In his dissertation ‘Market Efficiency and Liquidity’ ERIM’s Dominik Rösch investigates the interaction between market efficiency and liquidity. In particular to document time- and cross-sectional variation in market efficiency, and whether individual stock efficiency co-moves with aggregate market efficiency; to investigate why inefficiencies arise and how trading against these inefficiencies affects market liquidity.

Dominik defended his dissertation in the Senate Hall at Erasmus University Rotterdam on Friday, 18 December 2015 at 11:30. His supervisor was Prof.dr. M.A. van Dijk. Other members of the Doctoral Committee were Dr. D.G.J. Bongaerts (RSM), Prof.dr. J.J.A.G. Driessen (Tilburg University), and Prof.dr. A.J. Menkveld  (VU Amsterdam).

About Dominik Rösch

Dominik Rösch is currently an Assistant Professor of Finance at the State University of New York at Buffalo.

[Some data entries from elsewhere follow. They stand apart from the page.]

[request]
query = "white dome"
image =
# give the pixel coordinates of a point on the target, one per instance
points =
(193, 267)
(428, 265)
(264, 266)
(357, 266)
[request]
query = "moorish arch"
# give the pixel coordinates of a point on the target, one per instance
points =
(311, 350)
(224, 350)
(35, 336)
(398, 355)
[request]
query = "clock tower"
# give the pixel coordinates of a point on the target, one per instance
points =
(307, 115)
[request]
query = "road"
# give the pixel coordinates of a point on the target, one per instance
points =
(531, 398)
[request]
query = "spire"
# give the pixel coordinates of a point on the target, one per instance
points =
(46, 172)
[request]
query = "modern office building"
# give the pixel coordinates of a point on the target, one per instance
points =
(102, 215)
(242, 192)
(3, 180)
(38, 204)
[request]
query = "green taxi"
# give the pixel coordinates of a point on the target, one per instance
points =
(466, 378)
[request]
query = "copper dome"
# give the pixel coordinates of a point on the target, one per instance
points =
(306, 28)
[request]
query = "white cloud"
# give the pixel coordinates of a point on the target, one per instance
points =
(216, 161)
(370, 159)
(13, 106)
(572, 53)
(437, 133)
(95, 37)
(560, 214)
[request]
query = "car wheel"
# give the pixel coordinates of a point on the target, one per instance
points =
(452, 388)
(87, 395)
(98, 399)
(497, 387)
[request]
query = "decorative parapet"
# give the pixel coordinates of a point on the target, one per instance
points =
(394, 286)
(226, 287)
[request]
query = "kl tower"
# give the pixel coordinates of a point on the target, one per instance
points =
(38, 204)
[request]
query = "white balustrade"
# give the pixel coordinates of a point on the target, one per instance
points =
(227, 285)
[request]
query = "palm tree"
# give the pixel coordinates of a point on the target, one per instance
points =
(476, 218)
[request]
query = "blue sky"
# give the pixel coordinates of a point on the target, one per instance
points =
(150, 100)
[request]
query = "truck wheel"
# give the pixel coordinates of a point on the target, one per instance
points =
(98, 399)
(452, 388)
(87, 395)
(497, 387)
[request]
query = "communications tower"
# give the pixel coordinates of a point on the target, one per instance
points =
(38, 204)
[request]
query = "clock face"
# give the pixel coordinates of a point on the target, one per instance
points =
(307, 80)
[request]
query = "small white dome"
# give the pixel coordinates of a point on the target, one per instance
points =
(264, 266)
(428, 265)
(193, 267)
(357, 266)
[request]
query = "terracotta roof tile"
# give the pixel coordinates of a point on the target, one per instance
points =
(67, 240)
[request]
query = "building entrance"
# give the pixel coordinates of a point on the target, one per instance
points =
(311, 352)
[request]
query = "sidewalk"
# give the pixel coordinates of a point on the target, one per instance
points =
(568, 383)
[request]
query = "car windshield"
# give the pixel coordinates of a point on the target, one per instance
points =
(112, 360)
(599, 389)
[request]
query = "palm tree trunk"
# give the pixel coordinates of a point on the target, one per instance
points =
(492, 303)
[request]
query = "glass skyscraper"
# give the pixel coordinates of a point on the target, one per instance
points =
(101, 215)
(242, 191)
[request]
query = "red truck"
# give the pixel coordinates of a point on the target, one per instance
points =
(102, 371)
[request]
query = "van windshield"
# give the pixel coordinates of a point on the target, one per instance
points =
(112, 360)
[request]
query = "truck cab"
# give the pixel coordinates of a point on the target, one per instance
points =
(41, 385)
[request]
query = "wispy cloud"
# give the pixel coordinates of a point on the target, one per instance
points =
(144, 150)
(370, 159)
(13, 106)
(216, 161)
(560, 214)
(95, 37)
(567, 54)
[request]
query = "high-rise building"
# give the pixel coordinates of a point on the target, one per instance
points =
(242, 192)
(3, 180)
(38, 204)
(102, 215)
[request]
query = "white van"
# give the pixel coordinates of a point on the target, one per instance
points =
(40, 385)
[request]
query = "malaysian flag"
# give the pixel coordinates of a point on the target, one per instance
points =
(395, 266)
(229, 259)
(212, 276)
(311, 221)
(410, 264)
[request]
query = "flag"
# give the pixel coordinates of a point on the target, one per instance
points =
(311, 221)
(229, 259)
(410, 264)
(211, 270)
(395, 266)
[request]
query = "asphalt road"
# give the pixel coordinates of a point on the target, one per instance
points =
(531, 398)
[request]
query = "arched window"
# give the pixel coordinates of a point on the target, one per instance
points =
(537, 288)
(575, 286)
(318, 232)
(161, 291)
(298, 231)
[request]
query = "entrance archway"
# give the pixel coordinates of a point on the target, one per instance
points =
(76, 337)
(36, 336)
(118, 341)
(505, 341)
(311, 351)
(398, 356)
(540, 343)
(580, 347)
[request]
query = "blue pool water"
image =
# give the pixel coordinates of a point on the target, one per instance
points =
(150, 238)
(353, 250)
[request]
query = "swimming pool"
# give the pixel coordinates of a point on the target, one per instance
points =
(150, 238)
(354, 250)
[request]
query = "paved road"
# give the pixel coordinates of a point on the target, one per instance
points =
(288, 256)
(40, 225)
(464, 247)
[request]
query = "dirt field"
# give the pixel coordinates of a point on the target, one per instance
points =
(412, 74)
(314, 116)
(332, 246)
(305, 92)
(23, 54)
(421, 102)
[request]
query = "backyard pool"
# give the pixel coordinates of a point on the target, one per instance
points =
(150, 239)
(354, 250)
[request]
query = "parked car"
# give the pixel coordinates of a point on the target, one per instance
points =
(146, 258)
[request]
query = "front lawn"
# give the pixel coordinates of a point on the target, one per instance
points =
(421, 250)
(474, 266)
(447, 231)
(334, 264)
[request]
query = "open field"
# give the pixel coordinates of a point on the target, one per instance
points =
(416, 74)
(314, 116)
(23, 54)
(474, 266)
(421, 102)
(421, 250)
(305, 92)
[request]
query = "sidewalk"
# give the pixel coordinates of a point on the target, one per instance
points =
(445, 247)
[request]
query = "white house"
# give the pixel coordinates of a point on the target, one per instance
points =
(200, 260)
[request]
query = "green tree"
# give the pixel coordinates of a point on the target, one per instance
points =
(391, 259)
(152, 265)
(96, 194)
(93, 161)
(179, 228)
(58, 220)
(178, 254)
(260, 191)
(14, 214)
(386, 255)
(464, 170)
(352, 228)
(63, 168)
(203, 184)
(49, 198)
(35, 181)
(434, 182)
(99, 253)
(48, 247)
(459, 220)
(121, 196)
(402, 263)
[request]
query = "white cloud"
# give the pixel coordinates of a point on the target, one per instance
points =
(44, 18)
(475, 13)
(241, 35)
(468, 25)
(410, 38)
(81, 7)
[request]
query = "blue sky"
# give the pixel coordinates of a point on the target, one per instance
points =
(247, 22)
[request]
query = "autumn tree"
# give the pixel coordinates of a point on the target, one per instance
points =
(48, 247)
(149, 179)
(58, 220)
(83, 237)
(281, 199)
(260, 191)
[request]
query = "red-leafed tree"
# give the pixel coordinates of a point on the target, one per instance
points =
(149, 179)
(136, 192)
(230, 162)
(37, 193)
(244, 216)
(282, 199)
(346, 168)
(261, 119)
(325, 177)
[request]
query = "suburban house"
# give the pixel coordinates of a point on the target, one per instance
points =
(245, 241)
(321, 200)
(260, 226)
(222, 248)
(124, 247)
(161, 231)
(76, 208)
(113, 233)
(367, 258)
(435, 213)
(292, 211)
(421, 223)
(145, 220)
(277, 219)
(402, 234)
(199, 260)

Before starting his PhD at the Rotterdam School of Management he received a Master's degree (or its German equivalent) in Mathematics from the University of Bonn and in Finance from the University of London. He worked several years as a programmer and as a quantitative analyst, of which four years he worked as the Head of Quants for the Regentmarkets Group.

His research interests are in empirical asset pricing and market microstructure. In particular, he is interested in market efficiency, liquidity, and arbitrage. He also has a passion for programming and database management: During his PhD he developed a framework that allows to conveniently analyze terabytes of worldwide tick-by-tick data.

Dominik presented his research in several international conferences, such as the annual meetings of the European Finance Association, and received an outstanding paper award at the 50th Eastern Finance Association meeting. He also spend a semester at Cornell and served as a referee for the Review of Financial Studies.

Thesis Abstract

The main theme of this thesis is to investigate the interaction between market efficiency and liquidity. In particular to document time- and cross-sectional variation in market efficiency, and whether individual stock efficiency co-moves with aggregate market efficiency; to investigate why inefficiencies arise and how trading against these inefficiencies affects market liquidity. Theory predicts that arbitrage improves financial market liquidity when arbitrage opportunities arise as a result of temporary demand shocks and worsens liquidity when arbitrage opportunities arise as a result of differences in information. My analysis suggests that around 70% of the arbitrage opportunities arise as a result of demand shocks. Consistent with theory, I then show that an increase in arbitrage activity is associated with a reduction in market order imbalance and an improvement in liquidity.